Release Date: September 17, 2010
Director: Debra Granik
Stars: Jennifer Lawrence, John Hawkes, Garret Dillahunt
Runtime: 100 min
This independent feature explores the life of a 17-year old girl in the poor rural area of Ozark Mountain.
Ree Dolly (Jennifer Lawrence) takes care of her depressed and withdrawn mother, and her younger brother and sister, while her drug-dealing father is nowhere to be found. Much to her dismay, the local Sheriff tells her that her father put up their house as collateral for his bail, and unless she can find him and convince him to show up at the trial in one week’s time, they’ll lose the house.
This follows Ree’s adventure as she looks for her father, and must keep her family intact at the same time.

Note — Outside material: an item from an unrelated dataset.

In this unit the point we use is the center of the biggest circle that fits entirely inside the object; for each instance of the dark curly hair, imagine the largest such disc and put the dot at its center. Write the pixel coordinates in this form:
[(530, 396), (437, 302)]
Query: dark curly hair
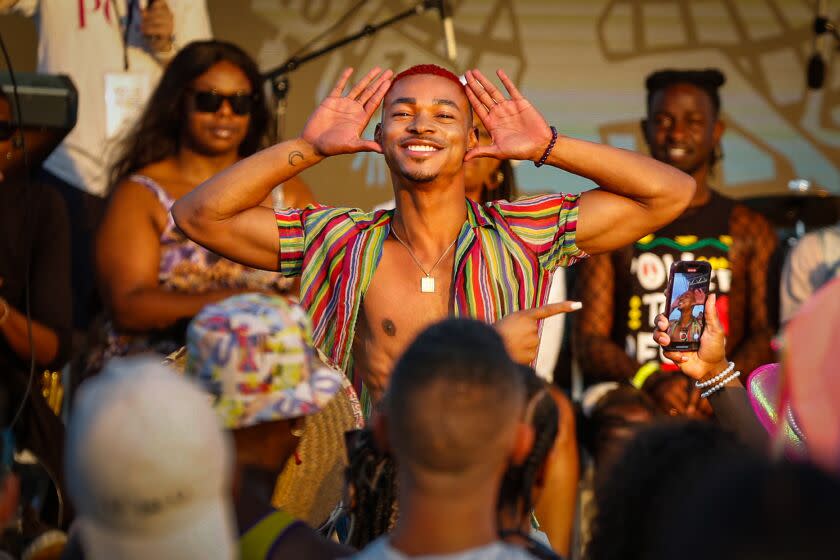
[(371, 489), (655, 469), (709, 80), (754, 510), (157, 133), (516, 492), (517, 489)]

It’s pretty great that Ree remains so optimistic about finding her father, even when everyone tells her that he’s probably dead. She enlists the support of her friends and her Uncle, Teardrop (John Hawkes). You can tell that it’s sort of a mountainous community with a name like Teardrop.
Ree’s strong nature is admirable for such a young age. She has help from a few neighbors, but a lot of the community is not helpful at all and a little violent. It is interesting to see Ree teach her younger siblings life skills (like chopping wood, shooting, cooking) in this modern, rural, poverty-stricken community. The viewer would certainly hope that she finds her father soon, because it would suck for her family to be kicked out of their home and be forced to be homeless.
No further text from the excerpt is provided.